LAKELAND, Fla., May 1, 2023 — Publix’s sales for the three months ended April 1, 2023 were $14.3 billion, an 8.2% increase from $13.2 billion in 2022. Comparable store sales for the three months ended April 1, 2023 increased 6.4%.
Net earnings for the three months ended April 1, 2023 were $1.2 billion, compared to $618 million in 2022, an increase of 100.8%. Earnings per share for the three months ended April 1, 2023 increased to $0.37 per share, up from $0.18 per share in 2022, adjusted for the effect of the 5-for-1 stock split that occurred on April 14, 2022. Excluding the impact of net unrealized gains on equity securities in 2023 and net unrealized losses on equity securities in 2022, net earnings for the three months ended April 1, 2023 and March 26, 2022 would have been $1.1 billion. Earnings per share would have been $0.32 per share, compared to $0.31 per share in 2022, adjusted for the effect of the stock split.
These amounts are based on unaudited financial statements that will be filed today with the U.S. Securities and Exchange Commission and made available on the company’s website at corporate.publix.com/stock.
Effective May 1, 2023, Publix’s stock price increased from $14.55 per share to $14.97 per share. Publix stock is not publicly traded and is made available for sale only to current Publix associates and members of its board of directors.
“I’m proud of our associates, the owners of Publix, for continuing to make us a leader in our industry and providing a great shopping experience,” said Publix CEO Todd Jones.
Non-GAAP Financial Measures
In addition to reporting financial results for the three months ended April 1, 2023 and March 26, 2022 in accordance with U.S. generally accepted accounting principles (GAAP), the company presents net earnings and earnings per share excluding the impact of equity securities being measured at fair value with net unrealized gains and losses from changes in the fair value recognized in earnings (fair value adjustment). These measures are not in accordance with, or an alternative to, GAAP. The company excludes the impact of the fair value adjustment since it is primarily due to temporary equity market fluctuations that do not reflect the company’s operations. The company believes this information is useful in providing period-to-period comparisons of the results of operations. All applicable share and per share amounts have been retroactively adjusted to give effect to the stock split.

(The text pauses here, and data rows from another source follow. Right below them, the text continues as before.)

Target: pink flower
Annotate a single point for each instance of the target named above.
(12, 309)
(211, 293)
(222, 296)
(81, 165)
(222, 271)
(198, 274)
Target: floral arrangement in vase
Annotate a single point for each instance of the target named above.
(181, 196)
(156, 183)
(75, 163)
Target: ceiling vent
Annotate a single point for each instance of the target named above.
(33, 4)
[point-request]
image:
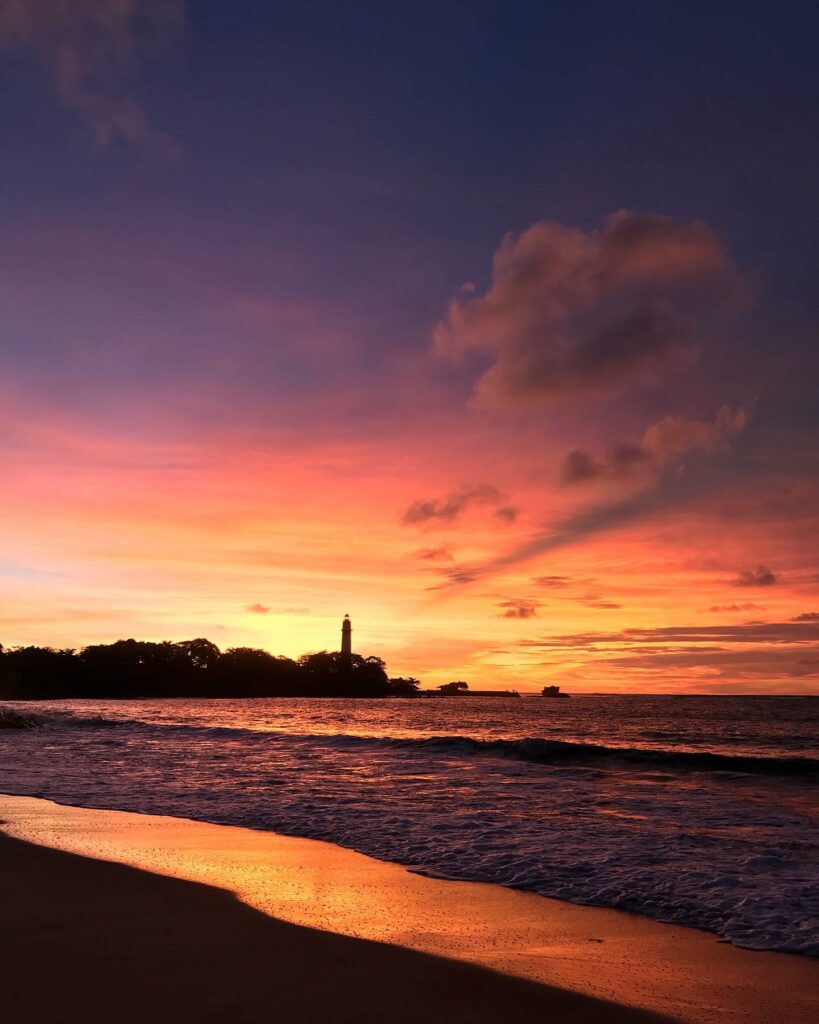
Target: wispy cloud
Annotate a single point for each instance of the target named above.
(440, 554)
(448, 508)
(664, 441)
(761, 577)
(93, 48)
(518, 609)
(569, 311)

Following is a reconciliation of net earnings to net earnings excluding the impact of the fair value adjustment for the three months ended April 1, 2023 and March 26, 2022:
|Three Months Ended
April 1, 2023
|Three Months Ended
March 26, 2022
|(Amounts are in millions, except per share amounts)||(Amounts are in millions, except per share amounts)|
|Fair value adjustment, due to net unrealized (gain) loss, on equity securities held at end of period||(246)||581|
|Income tax expense (benefit) (1)||62||(148)|
|Net earnings excluding impact of fair value adjustment||$1,057||1,051|
|Weighted average shares outstanding||3,328||3,416|
|Earnings per share excluding impact of fair value adjustment||$ 0.32||0.31|
(1) Income tax expense (benefit) is based on the company’s combined federal and state statutory income tax rates.